一時帰国を利用した日本の小中学校での体験入学を検討しているご家族のために、学校探しの手順から通学の準備や心構えなど、知っておきたい知識をまとめました。

基礎知識

目的とメリット

小学校入学時から現地校やインターナショナルスクールに通う子どもにとって、日本の学校は未知の世界。一度も通学経験なく本帰国を迎えるのは親子ともに心配だろう。また、日本の学校に通った経験のある子どもでも、海外生活が長くなってくればやはり本帰国は不安になるもの。そのため、もし長期休暇などに一時帰国の機会が持てるならば、日本の学校に体験入学してみてはいかがだろうか。体験入学は、先々の不安を減らすのはもちろんのこと、日本人としての自覚や、日本への親しみを持つためにも有効な手立てになるはずだ。また、諸事情で一時帰国をする期間が長くなった場合などに、教育の空白期間を作らないことを目的に体験入学を活用するといった例もある。

教育機関のスタンス

体験入学は行政によって制度化されているものではなく、方針も市区町村の教育委員会や学校ごとにさまざまだ。受け入れ基準、手続き方法などもそれぞれ異なり、明確にルール化されていない場合がほとんど。このため、ある地域/学校で受け入れ条件を満たしていなくとも、方針の違う別の地域や学校ならば希望が通る可能性もあることを覚えておこう。
とはいえ、たとえ公立校といえども受け入れ義務があるわけではないので、希望がすべて叶わうわけではないことを理解しておくのは大前提。学校選び、交渉や手続きといった過程において、保護者にはその都度柔軟な対応が求められる。

何年生で行うべきか?

「日本の学校の雰囲気を知りたい」といった目的ならば、何年生でもよい。一般的には、学齢の低い子どもほど未知の学校に溶け込むことも容易だ。日本の学校文化を知らずに長年海外の学校に通い、本帰国で大きなカルチャーショックを受けるよりも、早いうちから知っておくに越したことはないだろう。本帰国後に通う学校の下見など、明確な目的がある場合なら、小学校高学年、中学生では行う意義があるだろう。

時期はいつがよいか?

アメリカ、ヨーロッパなど北半球の現地校に通う子ども、また欧米系のインターナショナルスクールに通う子どもは、現地の学校が休みになる「6月~7月前半」に行うケースが多い(日本の学校は1学期末。夏休みは7月末~)。
そのほかの地域でも、基本的に海外校の長期休暇に合わせるが、年度の変わり目になる春休み前などは多忙を理由に学校側に敬遠されることもあり、受け入れ校探しが困難な場合もある。

期間はどれほどか?

体験入学の期間については、数日から1カ月未満程度が一般的だ。教育委員会や学校によっては2週間以内などとルールを設けていることもある。

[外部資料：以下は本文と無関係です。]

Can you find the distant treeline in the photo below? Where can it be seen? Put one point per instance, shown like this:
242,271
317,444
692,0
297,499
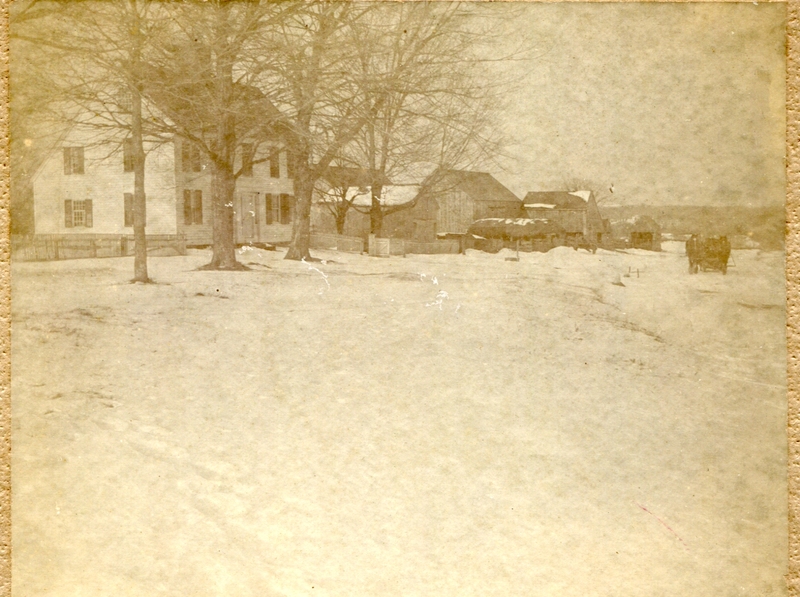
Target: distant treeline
764,225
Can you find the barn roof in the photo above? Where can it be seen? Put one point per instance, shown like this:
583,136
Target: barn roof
557,199
514,228
340,176
480,186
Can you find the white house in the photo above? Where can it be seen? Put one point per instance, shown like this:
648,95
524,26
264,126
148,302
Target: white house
86,187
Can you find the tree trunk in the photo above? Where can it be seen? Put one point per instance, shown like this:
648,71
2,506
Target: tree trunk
137,141
301,227
341,216
223,183
223,186
376,211
139,198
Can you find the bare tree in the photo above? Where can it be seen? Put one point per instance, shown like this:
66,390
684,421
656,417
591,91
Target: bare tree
98,85
203,82
312,84
432,105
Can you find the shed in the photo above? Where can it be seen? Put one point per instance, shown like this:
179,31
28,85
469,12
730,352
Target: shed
639,232
575,211
533,235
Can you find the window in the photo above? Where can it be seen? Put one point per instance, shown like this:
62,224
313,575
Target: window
279,208
190,157
127,155
128,210
192,207
73,160
290,163
78,213
248,152
126,101
274,164
287,207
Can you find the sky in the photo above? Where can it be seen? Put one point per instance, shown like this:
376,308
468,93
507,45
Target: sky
665,103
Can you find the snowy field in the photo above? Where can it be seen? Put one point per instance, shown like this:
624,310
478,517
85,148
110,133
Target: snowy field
441,425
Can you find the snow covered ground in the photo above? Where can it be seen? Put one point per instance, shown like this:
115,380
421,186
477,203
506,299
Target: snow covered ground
432,425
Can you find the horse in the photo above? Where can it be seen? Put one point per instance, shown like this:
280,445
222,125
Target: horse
694,251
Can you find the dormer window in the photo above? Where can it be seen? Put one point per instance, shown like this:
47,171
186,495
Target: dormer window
190,157
73,160
125,100
127,155
248,153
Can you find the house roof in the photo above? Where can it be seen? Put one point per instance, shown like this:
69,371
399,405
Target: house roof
557,199
339,176
480,186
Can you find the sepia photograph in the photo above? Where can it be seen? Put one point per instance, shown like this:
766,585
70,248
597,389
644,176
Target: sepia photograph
351,298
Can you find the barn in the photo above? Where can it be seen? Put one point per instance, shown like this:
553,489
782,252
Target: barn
575,211
461,197
639,232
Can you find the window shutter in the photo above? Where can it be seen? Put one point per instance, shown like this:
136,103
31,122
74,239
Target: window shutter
274,164
77,156
198,207
268,206
185,157
68,213
197,165
286,209
290,163
127,155
128,210
187,207
247,159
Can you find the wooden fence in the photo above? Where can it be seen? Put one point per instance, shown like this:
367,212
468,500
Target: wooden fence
335,242
52,247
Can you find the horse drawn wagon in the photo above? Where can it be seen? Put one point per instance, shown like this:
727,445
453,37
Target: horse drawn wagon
708,254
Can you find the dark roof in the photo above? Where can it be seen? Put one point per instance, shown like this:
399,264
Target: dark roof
561,199
480,186
339,176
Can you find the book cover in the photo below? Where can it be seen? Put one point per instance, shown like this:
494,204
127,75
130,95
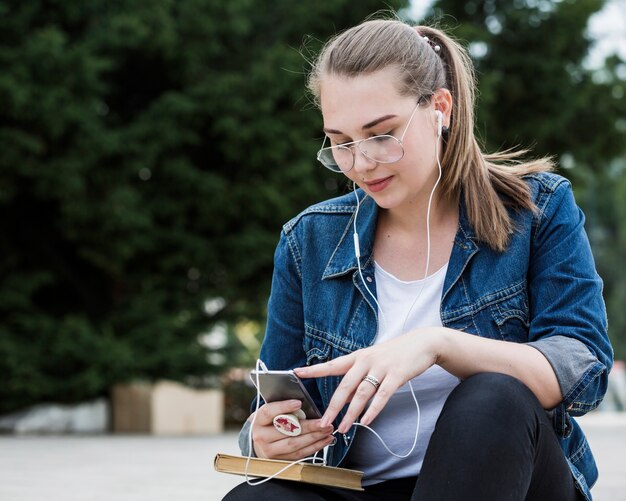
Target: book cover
301,472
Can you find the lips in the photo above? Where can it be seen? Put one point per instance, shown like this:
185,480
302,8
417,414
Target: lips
378,184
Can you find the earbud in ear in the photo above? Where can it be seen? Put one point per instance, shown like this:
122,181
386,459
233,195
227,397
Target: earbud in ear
439,122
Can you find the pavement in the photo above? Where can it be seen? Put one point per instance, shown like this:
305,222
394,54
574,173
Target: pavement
140,467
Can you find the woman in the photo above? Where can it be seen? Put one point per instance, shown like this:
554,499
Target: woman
462,278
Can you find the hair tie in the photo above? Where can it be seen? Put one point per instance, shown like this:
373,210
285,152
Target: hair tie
435,46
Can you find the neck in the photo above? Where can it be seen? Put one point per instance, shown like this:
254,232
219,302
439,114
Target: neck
411,217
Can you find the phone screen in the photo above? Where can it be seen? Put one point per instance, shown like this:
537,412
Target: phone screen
275,386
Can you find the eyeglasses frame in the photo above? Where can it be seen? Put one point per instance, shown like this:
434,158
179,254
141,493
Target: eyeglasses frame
355,144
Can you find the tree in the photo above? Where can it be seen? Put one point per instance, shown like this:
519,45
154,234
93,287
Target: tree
151,151
537,92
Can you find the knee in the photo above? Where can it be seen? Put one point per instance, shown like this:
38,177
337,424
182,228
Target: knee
494,396
243,492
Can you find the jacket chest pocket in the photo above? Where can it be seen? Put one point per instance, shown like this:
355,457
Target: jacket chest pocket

あまりに短い慌ただしい滞在では子どもが溶け込む時間も足りず、得るものも少なくなるだろう。逆に長期にわたる場合には、体験入学ではなく住民票を日本に移した上で義務教育として通学することを求められることもある。どの程度の期間ならば「体験」とみなすかどうかも、ケース判断となる。

受け入れ校探し

まずはコンタクトを

体験入学を行うことを決めたら、まずは希望する学校を管轄する市区町村の教育委員会に連絡し、可能かどうかの確認をとる。可能ならばその後必要な手続きについて確認する。
可否についての最終的な決定権は学校長が持つことも多い。学校とやり取りをする際には、体験入学を希望する理由や海外校での子どもの学習進度などをしっかりと伝え、判断を仰ごう。

学校はどう選ぶ?

体験入学は、公立の小学校や中学校で行われるケースがほとんどだ。私立校では入学資格や学費などがハードルとなるため、帰国子女教育に熱心なごく一部の学校を除き、ほぼ受け入れは行われていない。
なお公立校では、受け入れの条件として「一時帰国時の滞在先が学区内にあること」をあげることが多い。
また、中にはその学区内での住民登録があることを受け入れ条件としている市区町村もある。しかし、わずかな期間の体験入学のためだけに住民票を動かすのは現実的ではないので、登録がないならこうした地域での受け入れ校探しはあきらめ、別の地域を考えたほうがよいかもしれない。
以下では、状況別の学校選びについていくつかのケーススタディを紹介しよう。

・祖父母など親戚宅に滞在する場合

一時帰国時の滞在先となる親戚宅の学区にある学校へ申込むケース。こうした場合、事前の交渉や書類の提出、通学の準備などを身内に頼ることができるので心強い。毎年、同じ時期に体験入学をしている子どもの例もある。ただし、現地校やインターナショナルスクールからの帰国生を見かけない地域では、在籍する子どもたちに上手く受け入れてもらえなかったケースもあるので注意が必要だ。

・日本に家があり、住民票を残していない場合

自宅の学区にある学校が本帰国後に通う予定の学校ならば、多くのケースで好意的に受け入れられている。子どもにとっても帰国後に通う学校の様子がわかるので、より有意義な体験となるだろう。

・決まった滞在先はないが通いたい学校がある場合

特に決まった滞在先があるわけではないが、「知人の子どもと同じ学校にどうしても体験入学させたい」「ぜひとも都心の学校を体験させたい」などといった強い希望がある場合、ホテルやサービスアパートメントを滞在先として通学したというケースも見られる。しかし、そうした場所からの通学に難色を示す学校もあるため、希望が通るかどうかは未知数だ。

断られたケース

体験入学を断られてしまったというケースもいくつか紹介しよう。

・海外で感染力の強い病気が流行した時期

豚インフルエンザ、SARSなど、感染力の強い病気が世界各地で蔓延した時期には、該当地域からの一時帰国生が数週間の自宅待機の対象に指定されたことも。あるケースでは、日本滞在期間のほとんどが自宅待機の期間と重なることとなり、断念したという。

・学期末、年度末などで学校が多忙のため

多忙なシーズンであるため、一時帰国生の十分なケアができないことを理由に受け入れを断られたケース。中学校では、定期試験の期間と重なる時期に希望しても断られてしまう場合が多いようだ。